Optional aft clamshell doors are available for medevac-configured models to facilitate the loading and unloading of litters. The 429’s 200-cu-ft, flat-floor cabin is significantly larger than its sibling 427’s.
The two ships currently in the test fleet are scheduled to complete hot-and-high testing in Colorado and Arizona this month. Bill Stromberg, executive director of the 429 program, said flight testing is currently running about a month ahead of the original schedule. He added that the 429 is very close to “final configuration” and that preparation of manuals, spare parts inventories, customer flight and maintenance training courses and construction of 429 flight training devices is well under way.
Bell announced the 429 in 2005 after scrapping plans to build an upgraded variant of the 427, the Model 427i. The 429 uses new technologies developed for Bell’s Modular Affordable Product Line (MAPL) of next-generation helicopters.

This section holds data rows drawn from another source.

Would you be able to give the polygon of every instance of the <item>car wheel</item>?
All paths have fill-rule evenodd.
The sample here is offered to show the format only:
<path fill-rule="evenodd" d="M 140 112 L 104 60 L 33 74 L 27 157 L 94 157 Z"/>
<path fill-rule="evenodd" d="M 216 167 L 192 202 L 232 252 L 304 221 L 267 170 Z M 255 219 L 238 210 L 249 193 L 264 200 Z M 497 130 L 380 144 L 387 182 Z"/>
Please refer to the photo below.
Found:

They include advanced composite main rotor blade design with swept tips for noise reduction, a quieter “X” tail rotor, an integrated glass cockpit avionics system with optional single-pilot IFR capability and a Safran stability control and augmentation system (SCAS). The SCAS senses changes in the helicopter’s direction and load and automatically restores aircraft control parameters. The standard avionics package includes a Garmin GNS 430 GPS/navcom with WAAS capability (Model 530 optional) and a fully coupled three-axis autopilot (four-axis optional). The aircraft can be equipped with an optional, articulated hoist.

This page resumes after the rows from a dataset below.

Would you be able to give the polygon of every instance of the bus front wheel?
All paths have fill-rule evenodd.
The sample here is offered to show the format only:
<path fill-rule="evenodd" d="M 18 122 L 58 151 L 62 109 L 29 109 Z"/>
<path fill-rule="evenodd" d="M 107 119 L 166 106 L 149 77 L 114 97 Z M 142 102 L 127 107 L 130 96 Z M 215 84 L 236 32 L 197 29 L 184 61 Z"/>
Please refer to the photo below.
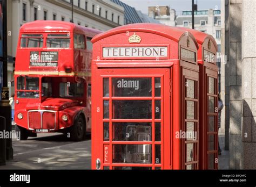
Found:
<path fill-rule="evenodd" d="M 83 140 L 85 128 L 85 125 L 84 119 L 82 115 L 80 115 L 71 128 L 70 138 L 72 140 L 75 141 Z"/>

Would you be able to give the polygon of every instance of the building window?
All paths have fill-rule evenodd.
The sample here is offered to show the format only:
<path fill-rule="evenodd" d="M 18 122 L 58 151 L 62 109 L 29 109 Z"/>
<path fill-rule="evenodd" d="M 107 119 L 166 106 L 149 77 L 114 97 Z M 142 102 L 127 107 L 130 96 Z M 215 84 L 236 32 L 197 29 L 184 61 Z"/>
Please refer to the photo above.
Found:
<path fill-rule="evenodd" d="M 22 4 L 22 20 L 23 21 L 25 21 L 26 19 L 26 4 L 25 3 L 23 3 Z"/>
<path fill-rule="evenodd" d="M 37 8 L 34 8 L 34 20 L 37 20 Z"/>
<path fill-rule="evenodd" d="M 221 51 L 221 46 L 220 45 L 217 45 L 218 46 L 218 52 L 220 52 Z"/>
<path fill-rule="evenodd" d="M 56 13 L 53 13 L 52 15 L 52 19 L 53 20 L 56 20 Z"/>
<path fill-rule="evenodd" d="M 44 20 L 47 20 L 47 11 L 44 11 Z"/>
<path fill-rule="evenodd" d="M 205 25 L 205 20 L 200 21 L 201 25 Z"/>
<path fill-rule="evenodd" d="M 216 31 L 216 38 L 220 38 L 220 31 Z"/>
<path fill-rule="evenodd" d="M 188 21 L 183 21 L 183 26 L 184 27 L 187 27 L 188 26 Z"/>

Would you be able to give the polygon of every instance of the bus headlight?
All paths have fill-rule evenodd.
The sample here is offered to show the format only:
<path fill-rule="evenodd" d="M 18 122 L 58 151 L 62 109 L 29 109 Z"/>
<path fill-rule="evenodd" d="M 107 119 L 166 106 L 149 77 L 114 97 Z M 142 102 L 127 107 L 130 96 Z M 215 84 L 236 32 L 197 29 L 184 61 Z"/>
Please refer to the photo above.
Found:
<path fill-rule="evenodd" d="M 21 113 L 19 113 L 18 115 L 17 115 L 18 119 L 22 119 L 23 118 L 23 115 Z"/>
<path fill-rule="evenodd" d="M 65 114 L 62 116 L 62 120 L 64 121 L 66 121 L 69 119 L 69 117 L 68 117 L 68 116 L 65 115 Z"/>

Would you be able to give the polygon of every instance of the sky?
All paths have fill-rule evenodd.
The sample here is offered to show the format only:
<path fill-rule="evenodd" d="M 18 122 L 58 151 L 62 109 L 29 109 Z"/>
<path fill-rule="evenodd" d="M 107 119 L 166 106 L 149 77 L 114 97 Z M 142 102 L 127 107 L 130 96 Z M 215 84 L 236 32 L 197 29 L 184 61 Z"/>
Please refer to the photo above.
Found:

Engine power on the 429 comes from a pair of single-channel FADEC-equipped Pratt & Whitney Canada PW207D turboshafts producing 625 shp each. The 429 has a maximum internal useful load of 2,700 pounds, a maximum forward speed of 147 knots (wheels)/142 knots (skids), and a maximum range/endurance of 350 nm/2.25 hours. The 429 can hover in ground effect up to 12,000 feet (ISA).

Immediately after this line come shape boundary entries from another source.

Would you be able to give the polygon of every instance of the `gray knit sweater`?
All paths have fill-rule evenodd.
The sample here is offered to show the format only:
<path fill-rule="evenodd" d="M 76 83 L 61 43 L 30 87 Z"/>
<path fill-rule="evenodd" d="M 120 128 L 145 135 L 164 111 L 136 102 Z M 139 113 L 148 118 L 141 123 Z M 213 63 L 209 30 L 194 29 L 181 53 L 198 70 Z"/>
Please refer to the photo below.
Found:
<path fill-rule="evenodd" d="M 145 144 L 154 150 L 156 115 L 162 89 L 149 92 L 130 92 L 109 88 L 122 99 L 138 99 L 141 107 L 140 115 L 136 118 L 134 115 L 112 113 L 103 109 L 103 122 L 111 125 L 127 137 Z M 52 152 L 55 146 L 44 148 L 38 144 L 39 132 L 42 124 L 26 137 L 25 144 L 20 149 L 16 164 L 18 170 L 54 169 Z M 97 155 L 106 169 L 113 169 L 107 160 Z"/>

Bell is partnering on the 429 with Korea Aerospace and Japan’s Mitsui Bussan Aerospace. Korea Aerospace invested $26 million in the 429’s development program and will be the sole-source supplier of its airframe, wiring and fuel systems. Under the terms of the 10-year, $150 million deal, Korea Aerospace will also be able to sell and assemble the 429 for the Chinese and Korean markets. Bell will assemble the helicopter at its Mirabel, Quebec plant.